What in god’s name was the logic in wasting people’s time, at a school of that academic caliber, with a mandatory swimming test? I can kind of sort of understand offering PE (though I think that’s crazy too), but requiring you to swim? “Well, I’ve finished all the requirements of my architecture degree - all the design classes, the mechanics and engineering requirements - but I can’t get my degree yet because I don’t know how to swim.” Is that really how it worked?
I must admit that the thought of nude swimming classes for students seems odd and I’m 42, never heard of it. I guess thats the way they did it then and was accepted as the norm, somewhat like wearing a suit today is the norm. Times change and that leads me to this:
I have always played alot of hockey and it’s was always the norm for people to be naked in the dressing room waiting for a shower after hockey, just standing aroud having a beer and chatting. This past year I witnessed something I have never seen before…some 16-17 year olds were playing a rental with us and when they got in the shower afterwards they wore their underwear the whole time. The times they are a changin’…Again.
My college, while not an Ivy, is a top tier college and also required a swim test (I graduated in 1989, so it isn’t some archaic rule). Many colleges do this. I don’t quite understand why it would be linked to the caliber of the college anyway… if you go to a “lesser” college, you need to know how to swim, but not if you go to an Ivy?
Chicago doesn’t let you graduate without passing the swim test either. During orientation, you take the test. If you don’t pass, you take swimming in your first year. I’ve never heard of anyone failing the swim test.
I don’t think including a fitness component is particularly misguided. And swimming is probably just as useful as some of the other stuff in the Core. I would say knowing how to swim, and more generally, inculcating a habit of regular, moderate physical exercise, is as important to leading the good life (the aim of classical education since Socrates) as reading snippets of medieval Italian correspondence (as I did in Western Civ, second quarter, with J. Kirshner).
Outside edit window: I’ve never heard of anyone failing the swim class. One of my friends showed up drunk to his swim test and quite naturally failed the test.
I want to offer an appreciation of supergoose’s very thoughtful post.
Those of us over 50 really did grow up when nudity was not the problem that it is today, and it is clear that young people *have *become more prudish, cultural context notwithstanding. Somehow, despite the freewheeling attitudes that me and my peers grew up with, we also spawned a generation of play-dated, pedophile-fearing, hyper-sexualized children.
I’m surprised that we haven’t heard more from the naked ladies. My school (UC Berkeley) had a women’s pool which, back in my day at least, was always nude. Those of us working at odd hours in the architecture tower found the view most inspiring.

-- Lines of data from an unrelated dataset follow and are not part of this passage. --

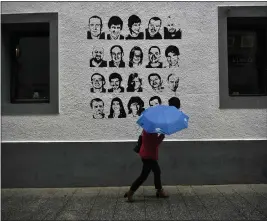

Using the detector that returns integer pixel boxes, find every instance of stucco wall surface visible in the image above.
[2,2,267,141]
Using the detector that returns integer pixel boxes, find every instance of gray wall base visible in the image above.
[2,140,267,188]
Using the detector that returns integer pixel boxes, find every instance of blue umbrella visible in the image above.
[137,105,189,135]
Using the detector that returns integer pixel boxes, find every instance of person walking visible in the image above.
[124,97,180,202]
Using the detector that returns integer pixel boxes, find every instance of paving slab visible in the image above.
[89,187,120,220]
[164,186,193,220]
[1,184,267,220]
[216,185,265,220]
[233,185,267,218]
[144,186,172,220]
[113,187,145,220]
[177,186,212,220]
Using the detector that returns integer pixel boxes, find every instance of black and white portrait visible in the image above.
[87,15,105,39]
[127,96,145,117]
[148,73,164,92]
[109,45,125,68]
[129,46,144,68]
[164,16,182,39]
[149,96,162,107]
[146,17,162,40]
[126,73,143,92]
[90,46,107,68]
[165,45,180,68]
[108,97,126,118]
[167,74,179,92]
[108,73,124,93]
[90,73,106,93]
[126,15,144,40]
[146,46,163,68]
[90,98,105,119]
[107,16,124,40]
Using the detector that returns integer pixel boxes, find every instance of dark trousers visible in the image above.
[131,159,162,191]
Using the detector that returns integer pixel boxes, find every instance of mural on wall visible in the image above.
[126,73,143,92]
[89,46,107,68]
[90,73,106,93]
[129,46,144,68]
[127,97,145,117]
[87,14,182,119]
[126,15,144,40]
[108,97,126,118]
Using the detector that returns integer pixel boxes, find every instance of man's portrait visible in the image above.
[164,16,182,39]
[90,46,107,68]
[165,45,180,68]
[149,96,162,107]
[148,73,164,92]
[109,45,125,68]
[126,15,144,40]
[167,74,179,92]
[108,73,124,93]
[90,98,105,119]
[87,15,105,39]
[107,16,124,40]
[127,96,145,117]
[146,46,163,68]
[146,17,162,40]
[90,73,106,93]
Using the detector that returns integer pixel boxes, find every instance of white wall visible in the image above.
[2,2,267,141]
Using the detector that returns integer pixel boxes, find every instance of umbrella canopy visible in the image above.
[137,105,189,135]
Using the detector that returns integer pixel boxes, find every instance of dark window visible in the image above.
[218,6,267,109]
[227,17,267,96]
[3,23,50,103]
[1,13,59,115]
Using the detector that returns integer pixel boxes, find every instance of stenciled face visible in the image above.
[111,47,123,63]
[149,75,161,88]
[112,101,120,113]
[92,101,104,116]
[110,78,121,90]
[149,99,160,107]
[93,48,104,62]
[109,25,121,39]
[132,77,141,90]
[148,48,160,63]
[89,18,101,37]
[168,74,179,91]
[167,18,176,33]
[92,74,104,89]
[132,22,141,35]
[133,50,142,64]
[130,103,140,115]
[148,19,161,37]
[167,52,179,66]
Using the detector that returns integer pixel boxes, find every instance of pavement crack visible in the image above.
[87,186,101,219]
[190,186,213,219]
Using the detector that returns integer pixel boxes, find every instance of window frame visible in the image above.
[218,6,267,109]
[1,13,59,115]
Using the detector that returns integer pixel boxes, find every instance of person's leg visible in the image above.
[151,161,169,198]
[130,159,151,192]
[151,160,162,190]
[124,159,151,202]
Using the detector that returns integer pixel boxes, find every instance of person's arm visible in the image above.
[158,134,165,144]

I’ll just offer this: I have to fight to not consider the use of the word “prude” as being bigoted. My experience is that it is a word used to belittle others who have a different moral standing than your own.* So it doesn’t surprise me that, if you ask someone if they are being prudish, they are going to say no.
*For example:
“Why won’t you come to this party and drink and smoke with us? Are you a PRUDE?” No. I just don’t like consuming foreign substances that override my self control, causing me to do things I may regret later. YMMV.